"Yang perlu dikaji dan dipahami adalah begini. UU Pers memiliki kekuatan tunggal dan tidak ada aturan dari produk manapun termasuk dewan pers. Karena UU Pers bersifat tunggal yang belum memiliki Peraturan Pelaksananya (PP).
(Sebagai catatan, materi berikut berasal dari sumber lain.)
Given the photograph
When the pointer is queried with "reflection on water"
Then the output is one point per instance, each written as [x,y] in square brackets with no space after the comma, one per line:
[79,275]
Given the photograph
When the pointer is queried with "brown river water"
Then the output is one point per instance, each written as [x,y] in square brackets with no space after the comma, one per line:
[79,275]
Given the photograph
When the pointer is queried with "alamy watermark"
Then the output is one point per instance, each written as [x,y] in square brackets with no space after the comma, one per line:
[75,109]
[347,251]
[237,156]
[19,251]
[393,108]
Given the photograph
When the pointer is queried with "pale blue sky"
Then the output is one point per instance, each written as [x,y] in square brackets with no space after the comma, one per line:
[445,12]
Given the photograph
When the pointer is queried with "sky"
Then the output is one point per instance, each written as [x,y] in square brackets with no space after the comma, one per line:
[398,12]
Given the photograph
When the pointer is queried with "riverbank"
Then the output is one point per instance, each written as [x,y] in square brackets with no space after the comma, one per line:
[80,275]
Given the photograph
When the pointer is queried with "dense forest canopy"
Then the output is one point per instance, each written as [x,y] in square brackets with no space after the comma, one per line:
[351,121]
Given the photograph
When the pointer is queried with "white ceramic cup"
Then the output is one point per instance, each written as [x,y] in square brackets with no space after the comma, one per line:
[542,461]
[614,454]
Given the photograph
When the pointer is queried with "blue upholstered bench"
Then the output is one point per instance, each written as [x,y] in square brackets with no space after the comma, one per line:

Jadi peraturan pelaksana yang dibuat dewan pers harus dipertanyakan dan dikaji ulang sebagai landasan hukumnya termasuk bentukan verifiasi, UKW dan lain sebagainya," snggung dia.
Sementara itu ditempat yang sama, Ketua Umum FWJ Indonesia, Mustofa Hadi Karya atau yang biasa disapa Opan sebagai pelaksana kegiatan Pendalaman Profesi Kejurnalistikan serta memahami Kode Etik Jurnalistik, pembedahan UU Pers dan UU ITE yang digelar selama 2 hari di Wisma Arga Muncar Bogor mengatakan bahwa kegiatan tersebut merupakan bentuk keprihatinannya terhadap perkembangan pers saat ini.
"Kami bukan hanya mengupas sejarah Pers yang dilakukan Majelis Pers saat itu, akan tetapi kami juga memberikan pemantapan kejurnalistikan kekinian berupa Mobile jurnalistm, tata cara pendalaman penulisan, pemahaman kode etik jurnalistik sampai kepada payung hukum pers dan bentuk korelasi UU ITE terhadap karya jurnalistik," ulas Opan.
Dia juga menjelaskan para pendidik dan pembicara yang hadir merupakan mereka yang sudah memiliki keahliannya dalam pembedahan kejurnalistikan dan hukum.
"Sengaja kami hadirkan langsung sekjen Majelis Pers, Praktisi hukum sekaligus pengamat hukum dan politik Damai Hari Lubis, Bunayya Saifuddin (Eks Harian Pelita dan eks Konsultan Antara TV News), Ismet Noviandi (eks Metro TV), M Sunu Probo Baskoro (eks LKBN Antara TV dan Eks Berita Satu), Drs. Joko Irianto (eks Jawa Pos), Richard William (Gapta Firma), Puguh Kribo, dan Jaenal Abidin (Pengamat Jurnalis masyarakat)," paparnya.